From the link above:
Parallel execution is not normally
useful for:
Environments in which the CPU, memory, or I/O resources are already
heavily utilized. Parallel execution
is designed to exploit additional
available hardware resources; if no
such resources are available, then
parallel execution will not yield any
benefits and indeed may be detrimental
to performance.
Use the setFetchSize(int) method on the Statement or PreparedStatement before you open the query. You should experiment with different sizes. Try 75 as a starting point.
On a slightly different useage, people have said that the PL/SQL bulk fetch "sweet spot" is between 2000 and 3000 but I saw one benchmark that indicated that 75 was optimum.
A large fetch size will tend to reduce the number of round trips between client and server. But if it is too large the database has to have a big buffer and the networking software may have to break up the big message into a lot of packets.
Firstly, 'huge data' to database people is [at least] gigabytes, in which case I suspect your problems are going to be reading those sort of volumes into your processes memory and aggregating them there. Why do you think a single-threaded select will be the bottleneck ?
If the bottleneck were getting the data from disk, then having multiple threads pulling data from the same disk wouldn't necessarily be faster and may even be slower. But if you could spread the data over separate disks, separate threads would be faster. If, using SSD, you don't think disks will be a contention point,we can look elsewhere.
If the bottleneck was network bandwidth, again multiple threads wouldn't fit any more data through the pipe any faster. You may even benefit from unloading the data to a flat file, compressing it and transferring that.
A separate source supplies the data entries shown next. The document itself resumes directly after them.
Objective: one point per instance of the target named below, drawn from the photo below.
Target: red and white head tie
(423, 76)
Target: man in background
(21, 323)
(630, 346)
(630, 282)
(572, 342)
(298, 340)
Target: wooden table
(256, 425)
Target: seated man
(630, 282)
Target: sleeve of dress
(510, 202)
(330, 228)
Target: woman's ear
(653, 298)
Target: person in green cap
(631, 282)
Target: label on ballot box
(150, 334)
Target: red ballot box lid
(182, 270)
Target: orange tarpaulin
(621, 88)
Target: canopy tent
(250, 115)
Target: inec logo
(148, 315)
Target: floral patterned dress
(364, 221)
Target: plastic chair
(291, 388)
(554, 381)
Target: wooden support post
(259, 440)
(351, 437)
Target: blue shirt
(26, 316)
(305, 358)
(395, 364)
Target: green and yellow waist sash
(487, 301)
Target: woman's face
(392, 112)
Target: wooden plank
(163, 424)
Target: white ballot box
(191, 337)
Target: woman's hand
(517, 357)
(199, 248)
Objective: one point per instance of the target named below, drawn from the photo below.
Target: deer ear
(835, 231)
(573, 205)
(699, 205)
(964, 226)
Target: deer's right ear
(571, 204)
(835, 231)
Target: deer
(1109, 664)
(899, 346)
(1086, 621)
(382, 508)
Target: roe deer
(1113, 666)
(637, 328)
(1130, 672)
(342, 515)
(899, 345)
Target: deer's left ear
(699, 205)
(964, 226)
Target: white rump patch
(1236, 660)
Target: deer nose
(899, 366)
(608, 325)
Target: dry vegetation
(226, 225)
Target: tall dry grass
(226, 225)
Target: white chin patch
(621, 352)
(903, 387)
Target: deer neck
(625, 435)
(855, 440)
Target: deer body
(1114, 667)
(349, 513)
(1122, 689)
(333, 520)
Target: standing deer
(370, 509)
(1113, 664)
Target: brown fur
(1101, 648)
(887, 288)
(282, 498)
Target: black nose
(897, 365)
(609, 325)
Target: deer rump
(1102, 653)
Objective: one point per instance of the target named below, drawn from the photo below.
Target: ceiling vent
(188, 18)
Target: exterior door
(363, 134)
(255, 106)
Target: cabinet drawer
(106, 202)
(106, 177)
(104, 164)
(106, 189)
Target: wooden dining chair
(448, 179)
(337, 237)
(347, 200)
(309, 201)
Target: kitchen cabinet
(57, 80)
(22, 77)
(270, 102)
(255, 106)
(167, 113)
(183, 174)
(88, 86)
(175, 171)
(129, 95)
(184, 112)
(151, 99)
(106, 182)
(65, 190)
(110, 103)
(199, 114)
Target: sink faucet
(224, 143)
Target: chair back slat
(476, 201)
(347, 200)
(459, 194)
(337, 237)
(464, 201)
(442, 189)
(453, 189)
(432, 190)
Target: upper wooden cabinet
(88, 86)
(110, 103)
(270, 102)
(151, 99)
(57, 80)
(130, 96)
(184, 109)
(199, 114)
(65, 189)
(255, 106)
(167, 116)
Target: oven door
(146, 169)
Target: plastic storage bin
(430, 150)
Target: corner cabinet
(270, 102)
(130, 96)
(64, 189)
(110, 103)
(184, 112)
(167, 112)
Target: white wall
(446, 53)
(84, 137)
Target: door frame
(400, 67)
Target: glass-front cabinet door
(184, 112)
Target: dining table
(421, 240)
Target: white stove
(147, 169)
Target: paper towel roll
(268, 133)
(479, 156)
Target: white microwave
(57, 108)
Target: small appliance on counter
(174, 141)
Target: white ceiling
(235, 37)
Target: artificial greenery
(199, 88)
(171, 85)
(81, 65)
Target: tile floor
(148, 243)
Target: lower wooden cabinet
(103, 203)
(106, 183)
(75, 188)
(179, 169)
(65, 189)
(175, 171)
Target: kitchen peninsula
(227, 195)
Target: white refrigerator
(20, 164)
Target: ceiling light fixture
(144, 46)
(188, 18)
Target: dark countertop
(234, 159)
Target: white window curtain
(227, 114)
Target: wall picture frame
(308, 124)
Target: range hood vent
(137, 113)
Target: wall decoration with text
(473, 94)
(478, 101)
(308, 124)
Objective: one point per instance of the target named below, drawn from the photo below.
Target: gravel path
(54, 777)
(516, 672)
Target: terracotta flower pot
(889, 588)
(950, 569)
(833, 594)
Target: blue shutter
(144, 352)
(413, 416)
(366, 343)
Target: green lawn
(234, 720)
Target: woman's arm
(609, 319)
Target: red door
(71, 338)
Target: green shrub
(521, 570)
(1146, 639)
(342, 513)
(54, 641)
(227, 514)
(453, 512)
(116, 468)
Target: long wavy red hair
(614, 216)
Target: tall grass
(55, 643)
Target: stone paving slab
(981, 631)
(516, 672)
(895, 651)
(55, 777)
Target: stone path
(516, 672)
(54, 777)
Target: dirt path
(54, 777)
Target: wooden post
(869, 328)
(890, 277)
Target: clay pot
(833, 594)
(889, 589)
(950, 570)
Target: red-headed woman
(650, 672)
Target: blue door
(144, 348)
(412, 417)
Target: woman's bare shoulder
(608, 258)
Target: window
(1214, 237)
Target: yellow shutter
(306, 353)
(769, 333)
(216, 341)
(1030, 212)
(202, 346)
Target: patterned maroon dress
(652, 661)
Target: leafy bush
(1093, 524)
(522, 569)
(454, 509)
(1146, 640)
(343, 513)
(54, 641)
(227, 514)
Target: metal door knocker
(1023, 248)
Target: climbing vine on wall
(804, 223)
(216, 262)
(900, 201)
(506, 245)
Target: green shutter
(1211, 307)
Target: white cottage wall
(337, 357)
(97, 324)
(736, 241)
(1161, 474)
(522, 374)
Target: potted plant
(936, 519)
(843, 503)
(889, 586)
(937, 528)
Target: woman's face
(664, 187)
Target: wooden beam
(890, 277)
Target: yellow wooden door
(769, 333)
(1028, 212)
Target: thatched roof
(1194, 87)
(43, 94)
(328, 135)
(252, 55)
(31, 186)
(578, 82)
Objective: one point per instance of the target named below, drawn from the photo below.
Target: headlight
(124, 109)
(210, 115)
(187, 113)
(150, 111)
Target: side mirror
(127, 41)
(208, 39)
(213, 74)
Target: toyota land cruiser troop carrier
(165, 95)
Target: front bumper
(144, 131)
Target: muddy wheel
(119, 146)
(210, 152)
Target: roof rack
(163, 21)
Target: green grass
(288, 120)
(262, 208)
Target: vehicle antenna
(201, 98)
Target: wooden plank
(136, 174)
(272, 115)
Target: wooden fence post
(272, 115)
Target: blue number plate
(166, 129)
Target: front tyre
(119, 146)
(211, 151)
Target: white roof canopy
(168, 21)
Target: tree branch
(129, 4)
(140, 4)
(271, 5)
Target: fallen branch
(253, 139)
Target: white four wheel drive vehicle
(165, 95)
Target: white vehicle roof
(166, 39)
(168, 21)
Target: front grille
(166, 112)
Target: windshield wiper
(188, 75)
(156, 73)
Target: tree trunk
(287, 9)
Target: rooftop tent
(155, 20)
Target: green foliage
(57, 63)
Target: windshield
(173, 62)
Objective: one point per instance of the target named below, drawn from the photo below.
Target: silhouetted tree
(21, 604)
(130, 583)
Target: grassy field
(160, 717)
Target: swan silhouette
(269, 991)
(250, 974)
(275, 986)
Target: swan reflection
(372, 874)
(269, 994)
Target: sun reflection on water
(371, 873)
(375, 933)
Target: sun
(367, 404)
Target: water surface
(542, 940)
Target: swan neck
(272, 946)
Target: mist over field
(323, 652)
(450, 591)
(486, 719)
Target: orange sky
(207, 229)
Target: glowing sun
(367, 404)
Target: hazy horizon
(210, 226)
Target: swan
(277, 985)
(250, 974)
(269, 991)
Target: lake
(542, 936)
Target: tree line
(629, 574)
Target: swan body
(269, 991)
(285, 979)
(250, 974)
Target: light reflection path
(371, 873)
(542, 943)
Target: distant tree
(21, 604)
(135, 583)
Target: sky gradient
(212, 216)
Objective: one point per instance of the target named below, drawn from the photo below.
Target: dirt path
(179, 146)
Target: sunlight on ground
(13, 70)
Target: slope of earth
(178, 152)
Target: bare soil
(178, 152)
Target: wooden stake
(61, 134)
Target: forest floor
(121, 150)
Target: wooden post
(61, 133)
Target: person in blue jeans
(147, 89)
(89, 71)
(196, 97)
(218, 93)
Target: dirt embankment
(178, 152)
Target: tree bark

If the select is being sorted or comes from a hash-join, you may use memory more efficiently with a single thread. Multiple sessions would have to share the machine's memory.
If there is a CPU intensive processing then multiple threads may help. That could be as simple as having multiple connections from java, each getting a different slice of data (eg A-K and L-Z), but it would very much depend on the SELECT.
I agree with dpbradley that you should determine the bottleneck first. If you have the data and select, it should be simple enough to determine how long it takes (both on the local machine and through the network), and a trace would be a necessary starting point to really go into how it could be speeded up.